Discours, pièces de théâtre, musique ou encore extraits radio et même bruits du quotidien, cet Iranien de 43 ans a passé des mois, avec une équipe de passionnés, à dénicher des pépites sonores dont certaines sont plus que centenaires.
Le son fait partie intégrante de leur environnement mais "on y prête peu attention", relève Saïd Anvarinejad, un féru d'audio à l'origine d'une exposition interactive mettant à l'honneur des tranches de vie, captées au fil des décennies par des microphones.
Dans une ambiance tamisée, elles plongent le visiteur dans un Iran révolu à travers des sons qui témoignent "d'une manière très forte et pure de ce que les gens ressentaient" à l'époque, déclare à l'AFP M. Anvarinejad.

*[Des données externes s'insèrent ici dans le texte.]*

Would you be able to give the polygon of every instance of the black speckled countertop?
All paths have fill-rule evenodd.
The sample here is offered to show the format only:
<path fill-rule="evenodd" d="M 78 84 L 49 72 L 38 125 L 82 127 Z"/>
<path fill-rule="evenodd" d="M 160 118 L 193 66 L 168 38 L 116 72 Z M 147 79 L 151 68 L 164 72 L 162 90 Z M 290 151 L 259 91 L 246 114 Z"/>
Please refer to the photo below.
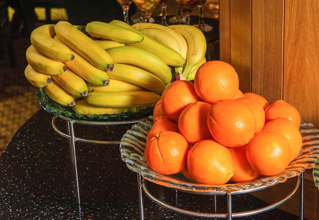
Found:
<path fill-rule="evenodd" d="M 39 111 L 17 131 L 0 158 L 0 219 L 140 219 L 137 174 L 121 160 L 118 144 L 76 142 L 81 200 L 81 205 L 77 205 L 69 141 L 54 131 L 52 117 L 42 109 Z M 62 120 L 57 124 L 62 129 L 66 126 Z M 126 125 L 105 129 L 105 131 L 84 126 L 75 127 L 75 129 L 79 135 L 119 140 L 131 127 Z M 175 199 L 175 193 L 171 189 L 151 183 L 148 186 L 163 199 Z M 203 207 L 211 211 L 211 200 L 200 197 L 181 192 L 178 201 L 190 208 Z M 146 220 L 198 219 L 161 207 L 146 196 L 143 199 Z M 233 204 L 234 211 L 247 206 L 265 205 L 250 194 L 233 196 Z M 225 207 L 225 200 L 218 201 L 218 206 Z M 299 218 L 276 209 L 234 219 Z"/>

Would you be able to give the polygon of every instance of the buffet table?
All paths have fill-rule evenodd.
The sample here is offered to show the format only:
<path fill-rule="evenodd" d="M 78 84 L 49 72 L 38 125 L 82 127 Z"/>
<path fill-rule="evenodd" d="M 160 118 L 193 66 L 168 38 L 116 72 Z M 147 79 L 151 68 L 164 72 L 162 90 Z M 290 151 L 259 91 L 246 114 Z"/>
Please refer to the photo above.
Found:
<path fill-rule="evenodd" d="M 1 218 L 139 219 L 137 174 L 122 161 L 118 144 L 76 143 L 81 195 L 81 205 L 77 204 L 69 141 L 54 131 L 52 118 L 42 109 L 37 112 L 17 131 L 0 158 Z M 56 123 L 66 128 L 63 120 Z M 74 126 L 79 135 L 119 140 L 132 125 Z M 212 200 L 202 199 L 201 195 L 177 193 L 151 182 L 148 183 L 148 189 L 161 199 L 180 203 L 183 208 L 201 207 L 207 211 L 214 208 Z M 162 208 L 147 197 L 143 200 L 145 219 L 198 219 Z M 248 206 L 257 208 L 267 205 L 250 193 L 234 195 L 232 200 L 234 211 Z M 217 201 L 219 211 L 227 211 L 226 202 L 224 199 Z M 262 220 L 275 216 L 281 220 L 299 219 L 278 209 L 235 219 Z"/>

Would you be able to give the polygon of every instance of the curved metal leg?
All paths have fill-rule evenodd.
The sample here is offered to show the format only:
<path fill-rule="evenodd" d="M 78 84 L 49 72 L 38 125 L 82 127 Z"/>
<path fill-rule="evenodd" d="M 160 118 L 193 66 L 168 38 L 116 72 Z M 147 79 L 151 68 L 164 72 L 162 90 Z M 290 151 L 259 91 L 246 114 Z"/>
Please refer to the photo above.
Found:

Selon lui, les enregistrements les plus anciens conservés en Iran remontent à 1898 et 1899, durant le règne tumultueux de Mozaffareddine Chah sous la dynastie Kadjar (1779-1924).
Il fut marqué par la Révolution Constitutionnelle (1906), un moment clé dans la transformation politique de l'Iran qui imposa au souverain un Parlement pour mettre fin à son pouvoir despotique.
"A cette époque, un nouvel état d'esprit naissait chez les Iraniens, et d'importantes choses se produisaient politiquement, socialement et culturellement" dans le pays, relève Saïd Anvarinejad.
"Les premiers enregistrements sonores en Iran sont donc des témoignages d'une période très importante" pour le pays, d'après M. Anvarinejad.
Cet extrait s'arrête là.